When Donald Trump built Trump Tower in the 80s (by tearing down the beautiful Art Deco dept. store, Bonwit Teller) he was able to convince the likes of Steven Spielberg, Johnny Carson and Sophia Loren to pay big bucks to live in the place, with units selling for as much as $15 million.
Today, thanks to his name over the door, the building is the least desirable place for the rich and famous to be seen entering. And they are exiting as fast as they can –at a loss.
Bloomberg reports that since Trump was elected, at least 13 condos in the tower have been sold. Among the nine for which property records show the original purchase price, eight were unloaded at an inflation-adjusted loss, with several selling at a discount of more than 20 percent. (By contrast, just 0.23 percent of homes sold in Manhattan during the same period booked a loss.)
Michael Sklar, who sold his parents’ unit for $1.83 million last October after they bought it for $1.4 million and spent $400,000 on renovations, summed it up,
“The name on the building became a problem. . . No one wants in that building.”

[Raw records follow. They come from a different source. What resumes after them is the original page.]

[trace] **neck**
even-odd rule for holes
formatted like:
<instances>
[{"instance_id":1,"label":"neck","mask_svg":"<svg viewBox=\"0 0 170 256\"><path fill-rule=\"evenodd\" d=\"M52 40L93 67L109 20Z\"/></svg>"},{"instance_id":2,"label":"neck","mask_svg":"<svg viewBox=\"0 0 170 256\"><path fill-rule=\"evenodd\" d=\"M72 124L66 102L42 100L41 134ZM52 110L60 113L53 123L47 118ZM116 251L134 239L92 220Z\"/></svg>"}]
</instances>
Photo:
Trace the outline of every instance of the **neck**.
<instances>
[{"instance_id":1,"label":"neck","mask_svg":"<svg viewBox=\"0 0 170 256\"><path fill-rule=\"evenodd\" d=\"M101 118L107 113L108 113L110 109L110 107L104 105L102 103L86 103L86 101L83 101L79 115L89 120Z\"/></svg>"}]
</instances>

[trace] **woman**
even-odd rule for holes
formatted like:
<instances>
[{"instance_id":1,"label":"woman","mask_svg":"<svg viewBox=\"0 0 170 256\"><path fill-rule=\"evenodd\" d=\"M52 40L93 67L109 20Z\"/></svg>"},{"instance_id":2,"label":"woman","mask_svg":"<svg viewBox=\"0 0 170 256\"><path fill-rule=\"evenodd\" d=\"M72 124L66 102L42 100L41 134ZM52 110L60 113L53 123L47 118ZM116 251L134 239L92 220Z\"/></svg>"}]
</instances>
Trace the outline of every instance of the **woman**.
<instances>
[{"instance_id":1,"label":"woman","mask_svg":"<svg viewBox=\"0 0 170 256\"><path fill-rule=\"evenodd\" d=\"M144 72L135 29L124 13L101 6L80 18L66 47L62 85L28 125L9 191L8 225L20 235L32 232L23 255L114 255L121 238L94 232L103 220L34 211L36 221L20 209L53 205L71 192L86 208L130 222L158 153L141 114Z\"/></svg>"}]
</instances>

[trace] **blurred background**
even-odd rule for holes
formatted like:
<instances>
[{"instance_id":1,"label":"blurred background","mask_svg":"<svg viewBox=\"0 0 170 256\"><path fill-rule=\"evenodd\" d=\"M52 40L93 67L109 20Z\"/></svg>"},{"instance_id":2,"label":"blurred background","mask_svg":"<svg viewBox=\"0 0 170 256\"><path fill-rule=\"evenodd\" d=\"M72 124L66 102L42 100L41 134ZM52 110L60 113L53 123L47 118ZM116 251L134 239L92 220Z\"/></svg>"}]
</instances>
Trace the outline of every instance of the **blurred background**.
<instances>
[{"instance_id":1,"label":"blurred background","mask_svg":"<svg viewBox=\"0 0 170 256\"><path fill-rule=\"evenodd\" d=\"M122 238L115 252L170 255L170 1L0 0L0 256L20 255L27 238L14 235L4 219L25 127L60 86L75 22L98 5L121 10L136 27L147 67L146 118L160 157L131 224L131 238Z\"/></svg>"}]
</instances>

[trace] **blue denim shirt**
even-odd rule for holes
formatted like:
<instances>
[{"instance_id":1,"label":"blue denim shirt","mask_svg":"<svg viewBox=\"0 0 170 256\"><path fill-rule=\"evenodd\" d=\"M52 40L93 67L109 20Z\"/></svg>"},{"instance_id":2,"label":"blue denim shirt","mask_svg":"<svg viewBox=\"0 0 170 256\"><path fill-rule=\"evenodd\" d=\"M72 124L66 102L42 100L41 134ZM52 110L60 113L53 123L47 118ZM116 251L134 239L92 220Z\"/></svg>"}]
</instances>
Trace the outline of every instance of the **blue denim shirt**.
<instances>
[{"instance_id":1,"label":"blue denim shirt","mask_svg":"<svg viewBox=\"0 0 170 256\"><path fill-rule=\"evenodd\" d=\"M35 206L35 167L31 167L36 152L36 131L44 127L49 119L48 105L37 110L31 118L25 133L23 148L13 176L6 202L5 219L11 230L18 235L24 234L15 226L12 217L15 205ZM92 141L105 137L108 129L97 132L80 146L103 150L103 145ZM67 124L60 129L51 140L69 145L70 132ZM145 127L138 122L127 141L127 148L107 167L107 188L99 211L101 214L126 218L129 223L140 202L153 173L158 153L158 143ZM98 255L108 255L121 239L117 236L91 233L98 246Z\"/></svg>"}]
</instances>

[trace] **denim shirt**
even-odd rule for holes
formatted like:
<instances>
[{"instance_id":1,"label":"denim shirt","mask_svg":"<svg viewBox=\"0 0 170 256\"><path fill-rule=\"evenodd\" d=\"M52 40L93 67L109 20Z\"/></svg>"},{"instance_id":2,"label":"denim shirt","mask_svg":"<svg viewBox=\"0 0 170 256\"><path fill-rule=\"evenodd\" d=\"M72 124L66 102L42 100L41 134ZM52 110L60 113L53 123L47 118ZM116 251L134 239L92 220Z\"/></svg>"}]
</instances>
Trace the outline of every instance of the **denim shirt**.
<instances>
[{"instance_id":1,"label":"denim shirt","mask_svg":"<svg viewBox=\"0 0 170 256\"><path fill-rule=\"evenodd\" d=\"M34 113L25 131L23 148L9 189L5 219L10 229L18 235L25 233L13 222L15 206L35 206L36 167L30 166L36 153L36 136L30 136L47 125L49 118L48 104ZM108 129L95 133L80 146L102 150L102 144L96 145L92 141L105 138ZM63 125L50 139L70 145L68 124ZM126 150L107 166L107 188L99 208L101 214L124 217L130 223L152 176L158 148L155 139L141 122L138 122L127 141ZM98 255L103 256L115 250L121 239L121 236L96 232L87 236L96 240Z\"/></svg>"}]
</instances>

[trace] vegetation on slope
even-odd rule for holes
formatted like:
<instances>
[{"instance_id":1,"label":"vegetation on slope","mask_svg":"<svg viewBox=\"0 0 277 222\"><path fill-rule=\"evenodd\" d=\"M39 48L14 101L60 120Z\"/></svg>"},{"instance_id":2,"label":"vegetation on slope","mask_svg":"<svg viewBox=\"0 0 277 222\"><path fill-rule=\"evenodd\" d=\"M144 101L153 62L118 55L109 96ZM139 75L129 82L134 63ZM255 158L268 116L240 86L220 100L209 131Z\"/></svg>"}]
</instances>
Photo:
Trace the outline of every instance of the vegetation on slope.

Another real-estate agent told reporter Shahien Nasiripour that clients told him NOT to show them units in ANY of Trump’s buildings. It’s a similar situation at Trump properties around the world—last year, Jeffrey Rabiea, who owns three units in the Trump Panama hotel and was part of a group fighting to have the name removed, told The Washington Post:
“It’s a bloodbath, basically. It’s a financial bloodbath. . . . Nobody wants to go there. If you’ve got a Marriott and a Hyatt and a Trump, you’re not going to Trump.”
It’s not just the residential area of Trump’s properties that are taking a hit:
The commercial portion of the building has been struggling for months to find tenants for more than 42,000 square feet of vacant office space, despite advertising rents well below the area’s average, listings and data from real-estate brokers show. . . . “If I were looking for office space, that would be a building I’d want to avoid,” said Edward Son, until recently a market analyst for CoStar Group, Inc.
And according to disclosures to investors, one of the building’s other problems is that Trump hasn’t spent much money updating the tower in recent years.
Barbara Res, a former Trump Organization executive, told Bloomberg.
“I don’t think I would want an office in Trump Tower. Why would you go there? It’s a wonder he doesn’t have 50 percent vacancy.”